Nuova vulnerabilità CPU: Microsoft e Google segnalano nuovi casi
Google, Intel, AMD, Microsoft e gli altri big del settore Hi-Tech sono incorsi nelle spiacevoli conseguenze derivate dalle minacce Meltdown e Spectre, progressivamente rientrate a seguito della concessione delle opportune patch in aggiornamento.
Ma oggi si scoprono nuove minacce di sicurezza che si riportano con il nome di Variant 4, chiaramente intesa come una nuova forma di attacco derivata dalla fondamentale, In proposito, si è espressa Intel, che attraverso una comunicazione rilasciata tra le pagine del suo blog dal capo della sicurezza interna Leslie Culbertson ha fatto sapere che:
“Permettetemi di partire dicendo che non abbiamo appreso alcuna notizia sull’uso di questo metodo in exploit reali. Inoltre ci sono più strade per professionisti e consumatori di salvaguardare i loro sistemi dai potenziali attacchi, incluse mitigazioni nei browser che sono già state diffuse e sono disponibili all’uso oggi”.
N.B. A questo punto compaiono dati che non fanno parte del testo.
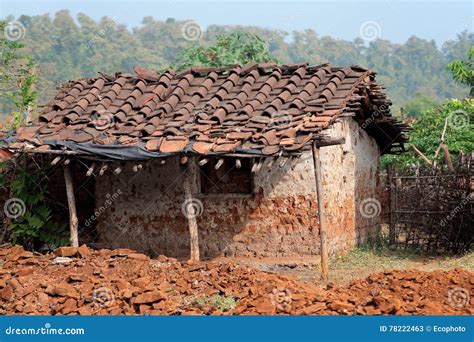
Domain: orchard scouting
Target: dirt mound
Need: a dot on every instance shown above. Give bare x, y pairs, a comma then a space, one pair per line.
82, 281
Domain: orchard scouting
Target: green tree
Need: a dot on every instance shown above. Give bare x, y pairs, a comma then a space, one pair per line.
417, 105
457, 116
17, 78
235, 48
463, 70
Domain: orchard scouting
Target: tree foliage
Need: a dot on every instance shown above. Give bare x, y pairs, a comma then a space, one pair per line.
70, 48
457, 115
235, 48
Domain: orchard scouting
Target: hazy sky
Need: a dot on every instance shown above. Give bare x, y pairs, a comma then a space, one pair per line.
392, 20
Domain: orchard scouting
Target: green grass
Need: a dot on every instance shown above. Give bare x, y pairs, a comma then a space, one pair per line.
221, 303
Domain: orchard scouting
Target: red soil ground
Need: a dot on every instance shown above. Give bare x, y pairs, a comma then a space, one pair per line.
82, 281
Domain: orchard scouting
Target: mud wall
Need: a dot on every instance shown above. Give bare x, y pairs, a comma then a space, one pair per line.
279, 219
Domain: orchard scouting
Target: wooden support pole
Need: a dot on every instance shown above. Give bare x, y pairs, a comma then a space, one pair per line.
321, 213
203, 161
422, 156
392, 235
55, 160
190, 210
73, 221
219, 163
447, 157
103, 169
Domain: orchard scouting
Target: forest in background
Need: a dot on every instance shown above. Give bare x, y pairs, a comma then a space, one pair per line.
66, 48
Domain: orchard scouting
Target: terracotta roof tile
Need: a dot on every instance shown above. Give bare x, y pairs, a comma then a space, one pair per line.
262, 107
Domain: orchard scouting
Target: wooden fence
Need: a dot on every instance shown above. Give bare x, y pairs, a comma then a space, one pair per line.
432, 210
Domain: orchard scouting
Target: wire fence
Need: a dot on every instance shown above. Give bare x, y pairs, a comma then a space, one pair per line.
432, 210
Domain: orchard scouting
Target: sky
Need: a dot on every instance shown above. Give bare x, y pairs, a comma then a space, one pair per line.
392, 20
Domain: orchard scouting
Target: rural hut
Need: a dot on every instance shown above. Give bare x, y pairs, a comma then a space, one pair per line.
259, 160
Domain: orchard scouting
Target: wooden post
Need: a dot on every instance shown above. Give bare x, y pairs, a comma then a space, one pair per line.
321, 214
391, 207
73, 221
190, 210
447, 157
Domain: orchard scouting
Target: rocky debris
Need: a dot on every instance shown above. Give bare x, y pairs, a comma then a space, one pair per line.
124, 282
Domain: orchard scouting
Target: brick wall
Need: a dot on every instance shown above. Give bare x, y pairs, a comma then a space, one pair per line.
279, 219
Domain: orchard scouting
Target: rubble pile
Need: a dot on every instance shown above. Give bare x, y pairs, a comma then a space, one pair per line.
82, 281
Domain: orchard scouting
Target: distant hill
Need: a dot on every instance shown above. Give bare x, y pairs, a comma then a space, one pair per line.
71, 48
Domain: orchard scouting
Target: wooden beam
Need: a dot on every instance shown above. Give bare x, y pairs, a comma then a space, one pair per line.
56, 160
73, 221
103, 169
91, 170
189, 211
321, 214
392, 235
330, 142
447, 157
422, 156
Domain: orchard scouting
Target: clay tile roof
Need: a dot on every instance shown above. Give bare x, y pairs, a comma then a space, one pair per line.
262, 109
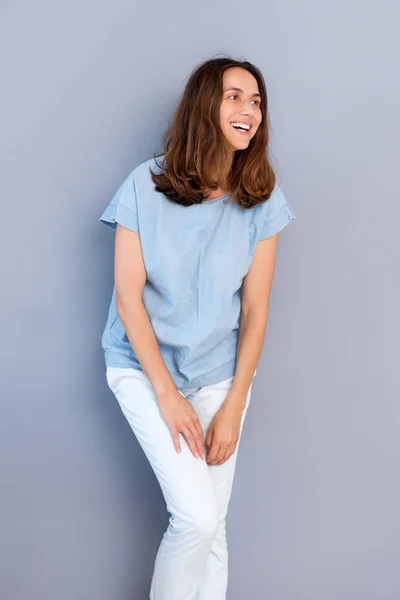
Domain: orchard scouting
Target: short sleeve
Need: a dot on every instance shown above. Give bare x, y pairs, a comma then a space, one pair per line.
123, 207
278, 213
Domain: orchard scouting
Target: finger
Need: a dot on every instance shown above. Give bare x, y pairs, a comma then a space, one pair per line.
191, 441
177, 441
213, 453
199, 437
209, 438
221, 452
229, 451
“In tal caso, i ricercatori hanno dimostrato Variant 4 in un ambiente di runtime language-based. Anche se non siamo a conoscenza di un exploit di successo mediante il browser, l’uso più comune di questi runtime, come JavaScript, è nei browser web“.
Il lungo post spiega a chiare lettere che le contromisure indotte alla Variant 1 possono essere efficacemente applicate anche a questa nuova versione, grazie all’utilizzo di una combinazione di microcode della CPU e aggiornamenti software. Tale mitigazione sarà impostata su OFF per offrire libera scelta di attivazione agli utenti, che la riceveranno tramite un update BIOS che giungerà entro le prossime settimane.
“Ci aspettiamo che la maggior parte dei partner industriali del mondo software usi l’opzione off di default”, spiega il dirigente aggiungendo che l’abilitazione “impatta prestazionalmente tra circa il 2% e l’8% in base ai punteggi generali dei test come SYSmark 2014 SE e SPEC integer su sistemi di test client e server”.
A questo indirizzo si trovano poi tutti i riferimenti alle CPU interessate, che vanno dalle ultime Coffee Lake a ritroso fino alle soluzioni del 2006 per i 45nm. Le mitigazioni non influenzeranno le performance. Nel frattempo, una situazione analoga si avrà anche in casa AMD, dove a partirie da Bulldozer si renderanno disponibili mitigazinoi per gli OS dei sistemi a microprocessore.
“Microsoft sta completando il test finale e la validazione di aggiornamenti specifici per AMD per i sistemi operativi Windows client e server. […] Similmente i distributori Linux stanno sviluppando aggiornamenti del sistema operativo per SSB”.
Per ARM, invece, smartphone e tablet suscettibili alle minacce e pronti a ricevere i correttivi sono quelli delle famiglie Cortex-A57, A72, A73 e A75.